We’re near the end of the season here in Kansas City for gardening and I had way more bell peppers than I’d be able to eat before they went bad. I looked through several recipes after my friend David had mentioned making a confit with them, which I wound up not going with as the best uses for that go with meat and I’m a vegetarian.
So, I experimented.
I cut all of them in half and put them under the broiler on high for twelve minutes, blackening the skins.
I immediately transferred them immediately to a closed paper bag for half an hour to steam. Then I was able to easily peel the skins off of them. Once the skins were off, I sliced them into two inch-ish strips and sauteed them for a bit with some minced cloves of fresh garlic along with salt, black pepper and chili flakes. Once that was done I transferred them over to some jars and filled them with olive oil. I read these should keep refrigerated for about two weeks.

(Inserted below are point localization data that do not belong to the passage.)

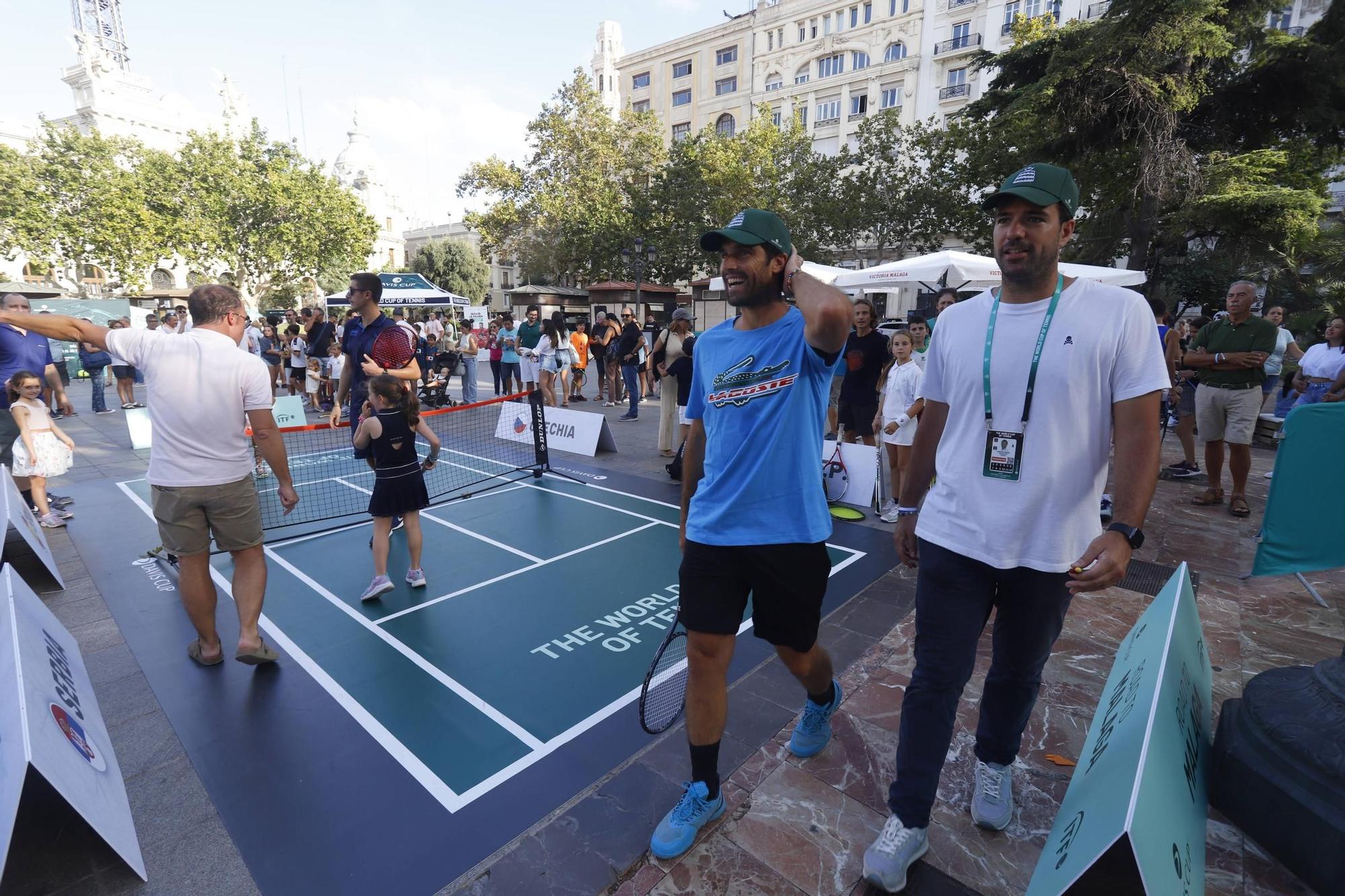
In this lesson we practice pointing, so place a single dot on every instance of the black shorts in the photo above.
(786, 583)
(857, 417)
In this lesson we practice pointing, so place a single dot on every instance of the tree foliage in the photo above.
(455, 266)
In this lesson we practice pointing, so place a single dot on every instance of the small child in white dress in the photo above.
(41, 451)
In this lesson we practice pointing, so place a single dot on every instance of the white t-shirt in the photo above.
(201, 388)
(1323, 361)
(1277, 358)
(1101, 350)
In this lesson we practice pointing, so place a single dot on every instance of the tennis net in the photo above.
(484, 446)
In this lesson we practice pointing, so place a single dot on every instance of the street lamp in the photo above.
(637, 259)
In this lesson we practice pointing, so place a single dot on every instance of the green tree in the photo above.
(455, 266)
(266, 212)
(580, 194)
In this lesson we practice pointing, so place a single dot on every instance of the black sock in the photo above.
(705, 766)
(825, 697)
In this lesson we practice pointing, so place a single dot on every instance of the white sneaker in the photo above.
(381, 585)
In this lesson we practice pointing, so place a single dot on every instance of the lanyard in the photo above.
(1036, 354)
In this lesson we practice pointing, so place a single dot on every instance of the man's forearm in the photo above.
(272, 447)
(1137, 440)
(922, 466)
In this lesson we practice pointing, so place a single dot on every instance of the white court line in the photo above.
(432, 783)
(510, 575)
(455, 528)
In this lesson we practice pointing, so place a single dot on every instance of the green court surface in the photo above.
(545, 603)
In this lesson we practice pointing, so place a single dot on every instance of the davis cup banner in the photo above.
(1135, 815)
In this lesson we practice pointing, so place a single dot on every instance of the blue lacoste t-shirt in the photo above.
(762, 396)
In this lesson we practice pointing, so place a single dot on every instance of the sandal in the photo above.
(258, 655)
(194, 651)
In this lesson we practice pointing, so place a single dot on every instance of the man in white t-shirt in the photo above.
(1012, 524)
(206, 392)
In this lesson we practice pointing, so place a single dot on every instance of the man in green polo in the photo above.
(1231, 354)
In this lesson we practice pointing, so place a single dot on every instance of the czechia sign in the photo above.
(56, 725)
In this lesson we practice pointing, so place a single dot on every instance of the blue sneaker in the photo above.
(677, 831)
(814, 728)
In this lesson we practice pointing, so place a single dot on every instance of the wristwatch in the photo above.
(1132, 533)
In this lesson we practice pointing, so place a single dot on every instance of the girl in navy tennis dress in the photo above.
(389, 427)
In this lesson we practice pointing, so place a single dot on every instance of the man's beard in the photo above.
(1034, 272)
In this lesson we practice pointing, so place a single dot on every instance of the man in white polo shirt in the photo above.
(201, 463)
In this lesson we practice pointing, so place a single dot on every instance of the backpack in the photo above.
(675, 467)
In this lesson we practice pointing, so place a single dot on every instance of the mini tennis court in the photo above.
(474, 705)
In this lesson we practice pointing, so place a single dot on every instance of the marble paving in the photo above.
(800, 826)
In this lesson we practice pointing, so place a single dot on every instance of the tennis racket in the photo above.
(664, 693)
(393, 349)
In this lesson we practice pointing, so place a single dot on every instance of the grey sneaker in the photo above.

So, what do I do with these?
My plan is to pick up some hummus and pickles from Baba’s Pantry (rated one of America’s best new restaurants by Bon Appetit Magazine (Chef Kamal used to do samples at grocery stores around town and he’d always call me over, “My friend! My friend! Come have my hummus. It’s the best in the world.” I’d eat a bite and, yeah, it might actually be.)) and hit the grocery store for some cucumber and maybe some spinach and I’ll make wraps for my lunches. Also? When I’ve gone through them, I’ll then have roasted red pepper-infused olive oil to use for things like egg sandwiches and scrambles!
I’ll let you know how that all goes.